Rotations and mathematical hammers: Part 1

"If all you have is a hammer, everything looks like a nail."

A familiar proverb that, as noted by Chris Hecker in his GDC talk, has an unappreciated cousin:

"If everything looks like a nail, all you need is a hammer."

Chris Hecker's message was that numerical optimization can solve a bunch of problems in the same way, as long as you set them up appropriately, making it a sort of hammer in your maths toolbox.

With increasing computer speed and a desire for rapid iteration, having a hammer readily available can be of great value, even if it doesn't solve the problem as cleanly or as run-time-efficiently as a purpose-designed solution, because it can save you a lot of programmer time. And, you can always move to a better solution after verifying it's a problem you want to solve.



One such problem, in computer vision, is figuring out how stuff is rotated and translated.

If you want to make a quadcopter land on a robot vacuum cleaner using a camera, part of the problem is calculating where you are relative to the robot, or where the robot is relative to you, so you know where you need to go.
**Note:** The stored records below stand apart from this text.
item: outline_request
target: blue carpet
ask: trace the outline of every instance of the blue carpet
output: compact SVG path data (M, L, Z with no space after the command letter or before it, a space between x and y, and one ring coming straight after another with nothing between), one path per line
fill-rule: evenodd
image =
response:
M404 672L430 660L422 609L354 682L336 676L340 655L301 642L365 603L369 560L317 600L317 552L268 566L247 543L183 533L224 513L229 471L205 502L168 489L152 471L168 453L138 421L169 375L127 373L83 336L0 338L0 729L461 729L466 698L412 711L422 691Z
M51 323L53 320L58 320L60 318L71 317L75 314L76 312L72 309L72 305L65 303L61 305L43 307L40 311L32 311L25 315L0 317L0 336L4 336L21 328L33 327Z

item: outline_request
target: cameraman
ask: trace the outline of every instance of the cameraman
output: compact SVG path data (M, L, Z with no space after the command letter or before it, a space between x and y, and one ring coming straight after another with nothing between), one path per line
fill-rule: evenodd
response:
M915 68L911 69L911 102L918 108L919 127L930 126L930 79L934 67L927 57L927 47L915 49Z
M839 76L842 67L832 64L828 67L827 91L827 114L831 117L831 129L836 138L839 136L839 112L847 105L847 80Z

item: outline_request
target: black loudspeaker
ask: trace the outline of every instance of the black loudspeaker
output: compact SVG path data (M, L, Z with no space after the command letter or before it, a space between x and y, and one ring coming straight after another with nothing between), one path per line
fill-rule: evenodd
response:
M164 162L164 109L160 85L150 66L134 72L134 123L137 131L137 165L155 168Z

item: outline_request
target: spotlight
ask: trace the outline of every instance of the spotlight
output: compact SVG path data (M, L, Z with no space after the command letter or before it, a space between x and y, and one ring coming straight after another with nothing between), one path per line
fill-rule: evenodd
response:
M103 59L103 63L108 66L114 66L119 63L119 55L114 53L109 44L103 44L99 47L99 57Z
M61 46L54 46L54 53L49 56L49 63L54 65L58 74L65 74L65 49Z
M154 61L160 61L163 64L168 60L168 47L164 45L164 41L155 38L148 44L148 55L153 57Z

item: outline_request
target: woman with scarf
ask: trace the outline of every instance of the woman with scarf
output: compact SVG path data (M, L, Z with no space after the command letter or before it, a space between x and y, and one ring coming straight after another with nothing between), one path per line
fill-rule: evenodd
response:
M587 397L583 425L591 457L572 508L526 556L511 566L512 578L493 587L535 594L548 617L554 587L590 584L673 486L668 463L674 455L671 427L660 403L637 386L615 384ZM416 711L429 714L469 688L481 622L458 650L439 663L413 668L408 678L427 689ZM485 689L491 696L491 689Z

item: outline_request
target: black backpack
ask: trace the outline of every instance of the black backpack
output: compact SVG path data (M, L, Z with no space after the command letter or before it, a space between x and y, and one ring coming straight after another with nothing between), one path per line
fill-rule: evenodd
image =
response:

If you want reconstruct a 3D model of a scene from photographs, part of the problem is calculating how the camera was rotated and translated between each photo. Using that you can triangulate the 3D coordinate of corresponding pixels by casting rays in the direction they came from and computing where the rays intersect.

Either way, calculating how your vacuum cleaner robot is positioned relative to your quadcopter, or how a camera moves through a scene as it takes photos of it, can both be turned into a type of optimization problem, a nail for our hammer.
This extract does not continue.